Prometheus support for Stackdriver
https://cloud.google.com/monitoring/kubernetes-engine/prometheus
Apache License 2.0
19 stars 12 forks source link

Fixing nil pointer dereference #8

Closed m1k3 closed 6 years ago

m1k3 commented 6 years ago

which can happen in the _sum metric is missing.

Some prometheus exporters are not exposing the _sum metric of a summary which will cause the parser to crash. I believe it is the root cause of #5.

I added a test based on TestEmptySum that exposes the issue. It is just a quick copy&paste of TestPointExtractor to expose the issue and I'd welcome some feedback to make it less noisy 😉 .

I also added a check to make sure that the metric.Summary.SampleSum is not nil when we try to decrement the resetValue from it. I'm not sure it is the best way to solve the issue, but I ran the code in my cluster and it seems to solve the problem.

juliusv commented 6 years ago

Drive-by comment from someone without context (happen to be subscribed to this repo because I think someone added me): wouldn't you also need to add a similar check for _count and potentially other fields? Missing either _count or _sum is not a valid Prometheus summary metric, so I'm not sure I understand why one would have to be checked but not the other.

m1k3 commented 6 years ago

You're probably right about other fields. For now I would prefer to validate whether or not my approach is valid within the context of what is happening while parsing. Once we determine that we can extend it to other fields.

I ran into this, because I was trying to expose Dropwizard metrics in the prometheus format using this example and the maintainer was very clear that he does not want to expose the _sum metric because Dropwizard does not provide data for it and that it is a completely valid thing to do with the Prometheus format to omit the _sum metric.

juliusv commented 6 years ago

@m1k3 Hmmm, as far as I can see that example only exposes a normal counter metric (with _total suffix), not a summary metric. Am I missing something? Pointers at related discussions welcome...

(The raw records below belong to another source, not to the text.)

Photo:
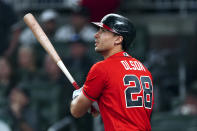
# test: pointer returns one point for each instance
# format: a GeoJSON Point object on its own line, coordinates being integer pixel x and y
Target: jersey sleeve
{"type": "Point", "coordinates": [95, 82]}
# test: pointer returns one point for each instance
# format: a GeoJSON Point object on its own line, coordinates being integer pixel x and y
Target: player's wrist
{"type": "Point", "coordinates": [76, 93]}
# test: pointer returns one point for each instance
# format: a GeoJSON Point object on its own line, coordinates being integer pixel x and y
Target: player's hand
{"type": "Point", "coordinates": [76, 93]}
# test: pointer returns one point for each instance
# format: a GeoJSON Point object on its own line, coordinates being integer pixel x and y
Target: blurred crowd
{"type": "Point", "coordinates": [34, 93]}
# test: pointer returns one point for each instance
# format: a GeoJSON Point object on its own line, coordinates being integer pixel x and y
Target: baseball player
{"type": "Point", "coordinates": [120, 84]}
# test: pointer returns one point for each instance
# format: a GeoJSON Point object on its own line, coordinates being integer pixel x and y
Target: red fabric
{"type": "Point", "coordinates": [105, 85]}
{"type": "Point", "coordinates": [99, 8]}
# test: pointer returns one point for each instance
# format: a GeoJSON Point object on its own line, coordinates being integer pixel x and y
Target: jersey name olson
{"type": "Point", "coordinates": [132, 65]}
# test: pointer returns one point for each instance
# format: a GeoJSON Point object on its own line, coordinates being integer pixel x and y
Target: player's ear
{"type": "Point", "coordinates": [118, 40]}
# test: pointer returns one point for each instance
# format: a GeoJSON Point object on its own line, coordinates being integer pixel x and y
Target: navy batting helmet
{"type": "Point", "coordinates": [119, 25]}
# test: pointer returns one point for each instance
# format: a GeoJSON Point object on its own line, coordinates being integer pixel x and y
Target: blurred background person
{"type": "Point", "coordinates": [18, 113]}
{"type": "Point", "coordinates": [6, 80]}
{"type": "Point", "coordinates": [9, 29]}
{"type": "Point", "coordinates": [26, 64]}
{"type": "Point", "coordinates": [78, 27]}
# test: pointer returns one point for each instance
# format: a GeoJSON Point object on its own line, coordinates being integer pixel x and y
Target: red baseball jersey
{"type": "Point", "coordinates": [123, 88]}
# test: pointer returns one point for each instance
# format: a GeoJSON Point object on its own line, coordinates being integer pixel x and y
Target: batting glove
{"type": "Point", "coordinates": [76, 93]}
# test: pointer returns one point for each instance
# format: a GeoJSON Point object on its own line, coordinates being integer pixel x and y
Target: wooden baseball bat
{"type": "Point", "coordinates": [46, 44]}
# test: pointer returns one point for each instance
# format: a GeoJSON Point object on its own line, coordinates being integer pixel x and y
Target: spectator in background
{"type": "Point", "coordinates": [6, 80]}
{"type": "Point", "coordinates": [99, 8]}
{"type": "Point", "coordinates": [9, 32]}
{"type": "Point", "coordinates": [189, 105]}
{"type": "Point", "coordinates": [77, 28]}
{"type": "Point", "coordinates": [48, 22]}
{"type": "Point", "coordinates": [18, 114]}
{"type": "Point", "coordinates": [26, 69]}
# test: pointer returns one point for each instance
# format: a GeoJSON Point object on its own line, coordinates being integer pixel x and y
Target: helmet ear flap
{"type": "Point", "coordinates": [119, 40]}
{"type": "Point", "coordinates": [119, 25]}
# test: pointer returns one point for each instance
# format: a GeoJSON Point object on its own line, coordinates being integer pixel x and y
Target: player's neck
{"type": "Point", "coordinates": [111, 52]}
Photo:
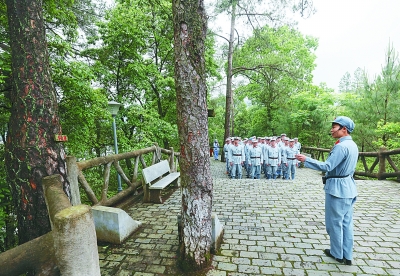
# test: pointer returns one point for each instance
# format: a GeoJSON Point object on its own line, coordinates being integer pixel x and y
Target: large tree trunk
{"type": "Point", "coordinates": [190, 26]}
{"type": "Point", "coordinates": [31, 152]}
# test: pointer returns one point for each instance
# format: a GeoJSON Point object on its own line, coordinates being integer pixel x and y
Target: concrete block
{"type": "Point", "coordinates": [217, 231]}
{"type": "Point", "coordinates": [113, 225]}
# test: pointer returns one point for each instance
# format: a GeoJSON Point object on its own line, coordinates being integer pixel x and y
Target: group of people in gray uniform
{"type": "Point", "coordinates": [272, 156]}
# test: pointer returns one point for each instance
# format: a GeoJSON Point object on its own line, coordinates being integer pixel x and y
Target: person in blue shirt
{"type": "Point", "coordinates": [340, 189]}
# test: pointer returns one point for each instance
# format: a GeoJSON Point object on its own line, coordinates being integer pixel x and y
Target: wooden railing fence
{"type": "Point", "coordinates": [383, 166]}
{"type": "Point", "coordinates": [76, 172]}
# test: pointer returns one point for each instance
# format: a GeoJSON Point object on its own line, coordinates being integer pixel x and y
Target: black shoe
{"type": "Point", "coordinates": [328, 253]}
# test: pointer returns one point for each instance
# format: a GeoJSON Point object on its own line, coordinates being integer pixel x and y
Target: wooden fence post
{"type": "Point", "coordinates": [172, 160]}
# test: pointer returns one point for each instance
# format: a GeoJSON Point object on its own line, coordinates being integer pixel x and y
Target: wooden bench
{"type": "Point", "coordinates": [156, 178]}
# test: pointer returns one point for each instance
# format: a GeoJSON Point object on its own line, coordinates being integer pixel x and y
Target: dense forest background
{"type": "Point", "coordinates": [124, 53]}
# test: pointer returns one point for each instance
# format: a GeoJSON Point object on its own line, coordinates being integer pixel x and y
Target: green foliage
{"type": "Point", "coordinates": [375, 105]}
{"type": "Point", "coordinates": [277, 64]}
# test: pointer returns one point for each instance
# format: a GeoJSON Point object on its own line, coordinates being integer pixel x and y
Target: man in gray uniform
{"type": "Point", "coordinates": [236, 159]}
{"type": "Point", "coordinates": [340, 189]}
{"type": "Point", "coordinates": [273, 159]}
{"type": "Point", "coordinates": [256, 159]}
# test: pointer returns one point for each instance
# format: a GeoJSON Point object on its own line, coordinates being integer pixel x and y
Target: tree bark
{"type": "Point", "coordinates": [190, 26]}
{"type": "Point", "coordinates": [31, 152]}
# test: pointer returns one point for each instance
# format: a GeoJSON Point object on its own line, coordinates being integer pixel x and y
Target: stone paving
{"type": "Point", "coordinates": [271, 228]}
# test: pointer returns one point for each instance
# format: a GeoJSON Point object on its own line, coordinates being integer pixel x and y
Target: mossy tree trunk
{"type": "Point", "coordinates": [31, 152]}
{"type": "Point", "coordinates": [190, 27]}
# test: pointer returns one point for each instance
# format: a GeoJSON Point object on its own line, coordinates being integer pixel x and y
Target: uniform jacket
{"type": "Point", "coordinates": [273, 157]}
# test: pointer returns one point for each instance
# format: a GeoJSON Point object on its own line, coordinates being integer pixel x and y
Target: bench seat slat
{"type": "Point", "coordinates": [165, 181]}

m1k3 commented 6 years ago

The example is not exposing a summary, but in principle it is possible to expose Dropwizard histograms as Prometheus summaries but if you look at the code the _sum is missing. This is exactly what I added to the example and sure enough there was no _sum. Have a look at my PR for the discussion.

juliusv commented 6 years ago

Interesting, I had never heard that a summary without _sum is considered valid in Prometheus, but ok. You can still encounter /metrics endpoints that have other faults like missing the _count series for a summary or histogram, and you probably don't want to crash on them either (as you mentioned, you plan on checking more fields later).

jkohen commented 6 years ago

Thanks for the PR! Can you address @juliusv 's feedback?

@fabxc FYI

m1k3 commented 6 years ago

@jkohen I'm not sure which part of the feedback are you referring to. Do you mean adding the check for SampleCount?

jkohen commented 6 years ago

Yes, exactly.

On Thu, Jul 12, 2018, 13:33 Michal Olah notifications@github.com wrote:

@jkohen https://github.com/jkohen I'm not sure which part of the feedback are you referring to. Do you mean adding the check for SampleCount?

— You are receiving this because you were mentioned. Reply to this email directly, view it on GitHub https://github.com/Stackdriver/stackdriver-prometheus/pull/8#issuecomment-404590246, or mute the thread https://github.com/notifications/unsubscribe-auth/AG0TaH1_MDqiBIzwaEAqsxjTm33KKLz7ks5uF4iEgaJpZM4VCt4G .

m1k3 commented 6 years ago

@jkohen I added the check for the missing _count and updated the test to expose when such a situation would occur.

m1k3 commented 6 years ago

Awesome, thx. I thought we'd cleanup the test I added to point out the problem more clearly (there some extra variables in there and a more-or-less duplicated helper function) before we merge, but too late now I guess.